E2 takes ACII codes and displays characters, correctly changing the order of i-matra (Û), handling conjunct-clusters, etc. One of the problems that needed to be solved was how to handle the display when the entry of a new character alters the display pertaining to the previous few characters. For example, in the case of consonent clusters such as 'p_r' (ÈèÏ), when 'r' (Ï) is typed after 'p_' (Èè), it changes the shape of the character already on display, namely, 'p' (È). This was done by keeping a temporary buffer for the current akshara which gets updated while the user is doing entry and is written out after the word/syllable is over. A number of alternative solutions are being tried to find one which the users would like the most.

Similarly, another problem pertains to cursor movement and cursor positioning which causes extra white spaces to appear in the display after every character is typed. The current answer is to refresh the display line repeatedly. (Suggestions regarding why this happens in xterm under X-windows and how to overcome it, will be appreciated.)

5. MULTI-LINGUAL ACCESS IN SOUTH ASIA (TOP)

South-Asia (SA) is rich in languages. The internet and other electronic technologies can be used to distribute and access electronic texts, containing knowledge and information. The problem is that unless the reader knows the language, he cannot use this knowledge and information. Full-fledged machine translation systems are beyond the reach of current technology. Therefore, software tools which allow a user to access texts in other languages and understand them, which are within reach, should be developed. Fortunately, languages in the SA region are close to each other in grammar and vocabulary. Therefore, it is comparatively easier to build such tools.

Anusaaraka systems (Bharati, 1998), (Narayana, 1994) allow a user to access texts in another language with some effort. They produce an 'image' of the source text, preserving information in it.
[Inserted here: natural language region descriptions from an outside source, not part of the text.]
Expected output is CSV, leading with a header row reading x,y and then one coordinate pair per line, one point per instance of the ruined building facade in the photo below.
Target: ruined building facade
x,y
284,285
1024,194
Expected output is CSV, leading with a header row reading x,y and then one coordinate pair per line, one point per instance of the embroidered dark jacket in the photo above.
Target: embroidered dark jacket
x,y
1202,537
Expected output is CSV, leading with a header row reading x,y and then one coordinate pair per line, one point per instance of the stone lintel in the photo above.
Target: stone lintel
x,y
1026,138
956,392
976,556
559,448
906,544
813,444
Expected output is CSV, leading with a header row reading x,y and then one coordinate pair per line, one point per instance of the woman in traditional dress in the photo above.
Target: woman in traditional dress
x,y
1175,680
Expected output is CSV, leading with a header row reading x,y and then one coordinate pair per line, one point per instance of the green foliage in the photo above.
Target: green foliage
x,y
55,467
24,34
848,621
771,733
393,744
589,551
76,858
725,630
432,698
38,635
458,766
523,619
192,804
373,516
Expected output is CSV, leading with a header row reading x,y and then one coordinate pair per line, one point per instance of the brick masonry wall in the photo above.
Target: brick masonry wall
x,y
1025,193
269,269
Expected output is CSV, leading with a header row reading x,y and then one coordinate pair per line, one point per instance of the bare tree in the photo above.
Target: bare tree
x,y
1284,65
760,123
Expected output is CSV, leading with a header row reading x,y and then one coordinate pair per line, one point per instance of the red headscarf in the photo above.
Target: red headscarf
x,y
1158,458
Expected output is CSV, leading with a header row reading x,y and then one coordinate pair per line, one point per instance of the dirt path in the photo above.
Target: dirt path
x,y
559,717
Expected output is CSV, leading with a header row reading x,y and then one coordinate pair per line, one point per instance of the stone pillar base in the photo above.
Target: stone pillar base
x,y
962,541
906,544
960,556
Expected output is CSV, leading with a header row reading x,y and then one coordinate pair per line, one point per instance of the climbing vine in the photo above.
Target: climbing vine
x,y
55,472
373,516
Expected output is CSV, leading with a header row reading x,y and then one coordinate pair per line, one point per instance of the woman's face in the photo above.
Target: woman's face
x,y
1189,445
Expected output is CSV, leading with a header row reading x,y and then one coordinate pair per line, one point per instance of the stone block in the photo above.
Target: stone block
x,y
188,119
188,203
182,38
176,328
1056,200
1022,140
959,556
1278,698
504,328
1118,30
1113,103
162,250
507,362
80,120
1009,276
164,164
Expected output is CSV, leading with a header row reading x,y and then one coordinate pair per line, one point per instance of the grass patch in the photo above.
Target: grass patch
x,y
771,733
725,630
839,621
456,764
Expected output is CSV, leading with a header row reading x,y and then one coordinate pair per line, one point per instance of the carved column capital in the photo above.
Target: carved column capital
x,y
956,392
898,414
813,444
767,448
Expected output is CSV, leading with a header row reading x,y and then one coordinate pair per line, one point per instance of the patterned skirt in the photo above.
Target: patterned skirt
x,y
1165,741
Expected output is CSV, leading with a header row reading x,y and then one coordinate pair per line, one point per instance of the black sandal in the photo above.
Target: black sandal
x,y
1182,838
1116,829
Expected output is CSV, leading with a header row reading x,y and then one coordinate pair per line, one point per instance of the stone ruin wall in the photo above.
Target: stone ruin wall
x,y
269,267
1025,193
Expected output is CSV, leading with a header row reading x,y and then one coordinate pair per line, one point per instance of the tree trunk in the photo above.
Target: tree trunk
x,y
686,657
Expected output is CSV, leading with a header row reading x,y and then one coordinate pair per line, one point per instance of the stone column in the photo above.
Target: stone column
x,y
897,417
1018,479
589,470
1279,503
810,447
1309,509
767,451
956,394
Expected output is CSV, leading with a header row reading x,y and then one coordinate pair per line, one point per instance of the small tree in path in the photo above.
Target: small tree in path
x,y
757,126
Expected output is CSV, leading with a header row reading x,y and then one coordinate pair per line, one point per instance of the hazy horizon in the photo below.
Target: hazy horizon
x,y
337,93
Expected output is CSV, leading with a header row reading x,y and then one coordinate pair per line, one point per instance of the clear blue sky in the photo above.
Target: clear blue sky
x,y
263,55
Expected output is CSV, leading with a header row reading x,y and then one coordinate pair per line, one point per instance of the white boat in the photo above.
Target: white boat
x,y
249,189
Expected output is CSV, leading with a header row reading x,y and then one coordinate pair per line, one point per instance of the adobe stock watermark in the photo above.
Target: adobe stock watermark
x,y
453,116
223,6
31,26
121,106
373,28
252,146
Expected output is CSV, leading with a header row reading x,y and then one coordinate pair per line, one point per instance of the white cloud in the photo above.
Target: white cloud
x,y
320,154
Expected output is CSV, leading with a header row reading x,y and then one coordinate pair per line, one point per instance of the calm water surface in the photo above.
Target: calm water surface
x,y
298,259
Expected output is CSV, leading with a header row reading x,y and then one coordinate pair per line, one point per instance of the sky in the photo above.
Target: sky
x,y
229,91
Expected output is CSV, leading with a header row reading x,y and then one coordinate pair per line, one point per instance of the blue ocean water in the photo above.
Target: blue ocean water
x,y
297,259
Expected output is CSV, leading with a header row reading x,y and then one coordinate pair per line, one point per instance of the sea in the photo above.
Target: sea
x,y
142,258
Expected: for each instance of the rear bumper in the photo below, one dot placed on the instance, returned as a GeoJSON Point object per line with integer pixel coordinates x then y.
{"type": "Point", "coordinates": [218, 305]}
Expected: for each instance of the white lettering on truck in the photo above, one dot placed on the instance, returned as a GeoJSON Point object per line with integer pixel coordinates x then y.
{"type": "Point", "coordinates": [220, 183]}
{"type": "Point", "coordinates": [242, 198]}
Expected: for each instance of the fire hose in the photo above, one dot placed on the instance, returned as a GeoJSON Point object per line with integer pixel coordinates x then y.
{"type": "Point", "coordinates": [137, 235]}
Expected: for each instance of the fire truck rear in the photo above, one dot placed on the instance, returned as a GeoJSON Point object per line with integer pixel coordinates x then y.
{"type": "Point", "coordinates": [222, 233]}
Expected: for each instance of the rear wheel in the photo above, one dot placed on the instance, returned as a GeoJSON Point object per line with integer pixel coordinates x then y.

The output is not grammatical in the target language because the output follows the grammar of the source language. (As the grammars of the two languages are similar for most of the constructions, this is noticed only when a construction is different from ones in the target language.) Therefore, certain amount of training is needed to understand the output. This training would include notation used in anusaaraka output, as well as differences between the grammars of two languages. The advantage is that the system is not specific to any subject domain. It is also robust. With a small amount of training, the user can learn to read any Indian language text through anusaaraka.

Anusaaraka systems are under development from Telugu, Kannada, Marathi, Bengali and Punjabi to Hindi. Alpha-version of the Telugu-Hindi system has been released for experimentation and development. These systems have been built by IIT Kanpur and University of Hyderabad under funding from Department of Electronics, Government of India. Now, Satyam Computers is also contributing to this activity in a major way.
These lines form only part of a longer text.